Hello! I am wondering if there is any way to set a...
# ask-community
j
Hello! I am wondering if there is any way to set a job priority at the worker level? For background, our situation is this: • We use prefect to orchestrate an ML pipeline which is triggered by a consumer facing application. The pipeline starts whenever a user initiates a video upload to our site. • Flow 1 will copy the user video onto one of our GPU servers for processing. We have many servers so we choose a random one. All of the GPU servers have their own local drive which is NFS mounted to all of the other GPU servers. • After the upload is complete, we kickoff flow 2. Flow 2 will run our series of ML models on the video. We would like to send all of our GPU processing jobs to a single work pool and have a single worker on each GPU server accepting jobs from that pool. However, we would like the workers to prefer jobs where the video is already stored on their local drive. If there are no jobs available for local files, then the worker should start processing a video from one of the other servers over NFS. I can see that it is possible to create work-queues within each work pool and set a global priority for each work-queue. I also see that it is possible to filter the work-queues that a worker will pull from. I can't seem to find a way to make this fit our use case though. We would like one work-queue within our GPU processing pool for each GPU server, but we would need each worker to set it's own priority for the different queues. Maybe there is some other way to accomplish this that I am missing?
d
Hey Jacob! At the risk of getting too meta, whenever I encounter some more complex scheduling logic (similar to what you've laid out here), I often end up writing another flow to accomplish it. You have a set of steps here that make perfect sense in a new flow, the Router Flow: • Flow 1 kicks off the new Router Flow • The Router Flow accepts parameters that detail which server Flow 1 ran on and whether it stored files on that server • The Router Flow determines which work queue should run Flow 2, giving certain queues/servers affinity or choosing randomly as appropriate • The Router Flow runs create_flow_run_from_deployment and passes the work queue it chose
j
Hey Dylan, thanks for the response! We have found ourselves using a similar sort of "Router Flow" pattern in our app as well 🙂 We might be able to apply that here but It seems somewhat complicated. The problem we have is that the videos can vary in length by a lot. Some are 10-15 minutes, some are 10-12 hours. So we don't necessarily want our "Router" to make the decision ahead of time about which of our GPU servers the flow should be run on. We don't know how long each processing job will take to finish and we can only run 1-2 jobs at a time on each server due to resource constraints. So we don't want to run into a situation where we put a bunch of long videos into a single server's work-pool, and then have another server's work-pool with only shorter videos. One option I can see is to calculate the total sum of video hours that we have placed in each server's work-pool from within our Router Flow, and then try to take a guess about what is the "best" server's work-pool to place the next video into. This seems not ideal though. If one of our servers goes down for whatever reason, then those jobs will end up getting stranded in that particular server's work pool instead of getting picked up by another server's worker. It is also difficult to predict ahead of time when the next GPU will become available based on the length of the video alone. For example, if any processing job has to go through retry attempts then it can throw off our guesses about the next best server and lead to certain work-pools backing up while others are empty. It would be ideal if we could send all of our GPU jobs for all servers to a single work pool, and then have each worker on each particular server inform the prefect API about it's job preferences when it polls for a new job. I was hoping for something like: •
prefect worker start --name server-1 --pool gpu_jobs --work-queue-priority-config "{"server-1-queue": 1, "server-2-queue": 2}"

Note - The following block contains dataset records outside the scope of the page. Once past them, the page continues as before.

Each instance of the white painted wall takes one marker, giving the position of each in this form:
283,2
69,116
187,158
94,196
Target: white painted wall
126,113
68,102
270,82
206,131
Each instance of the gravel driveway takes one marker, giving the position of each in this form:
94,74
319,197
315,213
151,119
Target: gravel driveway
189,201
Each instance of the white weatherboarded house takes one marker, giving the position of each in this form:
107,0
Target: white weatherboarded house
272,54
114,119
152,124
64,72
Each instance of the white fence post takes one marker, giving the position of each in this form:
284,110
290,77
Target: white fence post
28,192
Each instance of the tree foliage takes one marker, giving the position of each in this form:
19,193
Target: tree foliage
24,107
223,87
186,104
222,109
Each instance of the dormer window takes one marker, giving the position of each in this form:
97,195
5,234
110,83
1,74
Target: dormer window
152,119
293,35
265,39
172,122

prefect worker start --name server-2 --pool gpu_jobs --work-queue-priority-config "{"server-1-queue": 2, "server-2-queue": 1}"
Then when we submit a flow run to the "gpu_jobs" pool, we set the queue to whichever server has the file stored locally.
d
So I don't think what you're hoping for is possible at the moment because I don't think we support that level of preference-setting. I suspect we would probably use some sort of tag affinity or preference as the mechanism for saying "we prefer to run here but will run somewhere else" if we were going to implement this. Would you mind writing up an issue on https://github.com/PrefectHQ/prefect and we'll move the discussion there?
j
Sure thing! Just filled one out - https://github.com/PrefectHQ/prefect/issues/13826
d
Thanks!